Thanks to its metaphysical, life-as-art narrative conceit, Marc Forster’s Stranger Than Fiction has been dubbed, in some disparaging circles, Charlie Kaufman Lite. One might add that it’s also Drama Lite, Comedy Lite, and Will Ferrell Lite, the entire production such a featherweight nothing that it engenders only indifference. In screenwriter Zach Helm’s oh-so-cute tale, IRS agent Harold Crick (Ferrell, his endearing wackiness nowhere to be found) begins hearing an omniscient voice narrate his everyday routines, a situation that becomes more dire when the voice starts discussing his impending demise. What ensues is Harold’s rebirth into a man who doesn’t count toothbrush strokes or the number of steps it takes to reach the bus stop but, instead, embraces life, which he accomplishes via the help of an anti-establishment baker (Maggie Gyllenhaal), a literary professor (Dustin Hoffman), and, eventually, Karen Eiffel (Emma Thompson), the reclusive author of the novel in which Harold – through some inexplicable (and thus left-unexplained) twist of fate – is the tragic protagonist. Faux-profound uplift is in abundant supply throughout Stranger Than Fiction. So, ultimately, is self-conscious cleverness and precious quirkiness, the film diagramming its coincidences and calamities with such schematic precision – and unimaginatively gussying up its action with graphical touches “borrowed” from Fight Club’s IKEA catalog sequence – that any spark of spontaneity or authentic passion/misery is more or less annihilated.
I'd been pondering seeing this one in theaters or not; you've convinced me to at least wait until DVD. I've better things to do with my time for the moment.
Good review of The Fountain, btw. I've been looking forward to this one for years (the first time I saw Pi, it was such a mind trip that I stayed up the whole night thereafter), and your words said plenty of what I'd been hoping to hear.
I hope you're feeling better. Ed said that you'd wanted to cover Let's Go to Prison, save for your laptop being busted. Truth be told, I felt a little bad slapping it with zero stars, if only because doing so this early in my Slant career feels like excessive police brutality. But then I remind myself that I enjoyed House of the Dead more, and I felt no pity for it.
Posted by: rob | November 19, 2006 at 10:36 PM
Rob,
I was tired of Stranger Than Fiction after about five minutes - it peddles exactly the sort of forced whimsy that its trailer and commercials suggest. Not awful, and there are a few nice moments, but the whole thing is phony.
As for The Fountain, I'll be interested to hear what you think. I too had been looking forward to it, but I'm surprised at how much it's stuck with me since last Monday's screening. As I said in my review, people are either going to love it or hate it, and my gut tells me that there'll be more haters than lovers. But despite its flaws, it just got to me.
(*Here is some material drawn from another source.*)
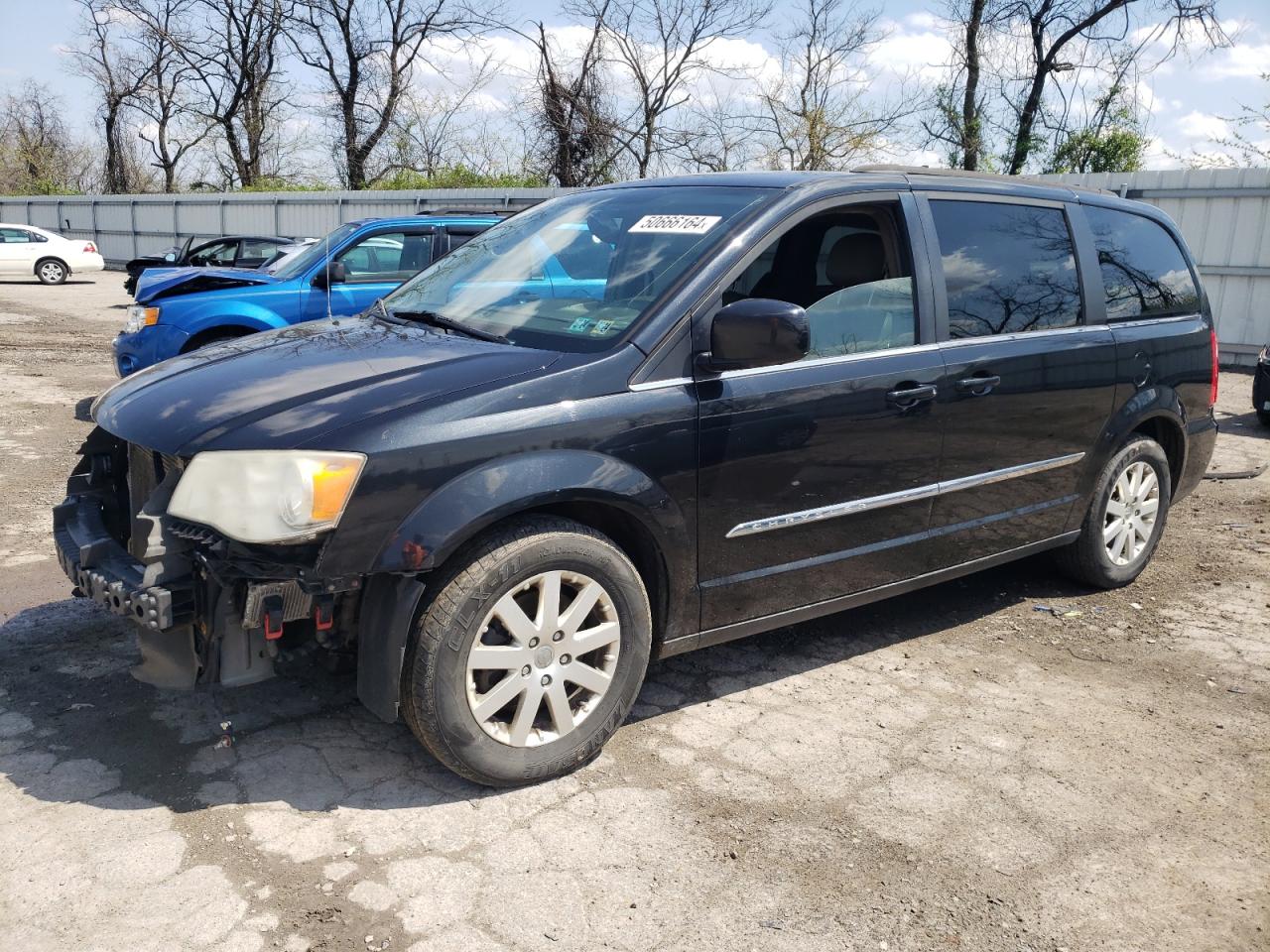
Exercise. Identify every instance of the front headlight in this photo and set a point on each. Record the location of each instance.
(267, 495)
(140, 316)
Feeling better, as is my laptop (thankfully!). I was a bit surprised at the zero star review of Let's Go to Prison, but hey, if you really loathed it, you really loathed it. Can't say I was exactly chomping at the bit to cover it, but I definitely would have preferred seeing it to what I wound up spending Friday afternoon sitting through - Deck the Halls.
Posted by: Nick | November 19, 2006 at 10:54 PM
Yeah, I'm almost eager to hear the haters complainining, so we'll see how that goes. Lately, I've been gravitating more towards the kind of films that divide people - there's nothing wrong with an actually good movie with broad appeal, but more potent are the movies that draw out the sharpest of responses on both ends (more than any other this year, Miami Vice - I can't wait for the DVD).
Aside from what I already wrote in the review, the only way I can think of to desribe the experience of LGTP is the following: you know how people usually squirm in their seats when Eugene Levy's characters attempt some form of a joke? That's LGTP at its best. Of course, that's only my book. While I doubt I could ever share their opinion, I could respect someone who dug it's weird "humor", just like Ed and mine's completely opposite takes on Eurotrip.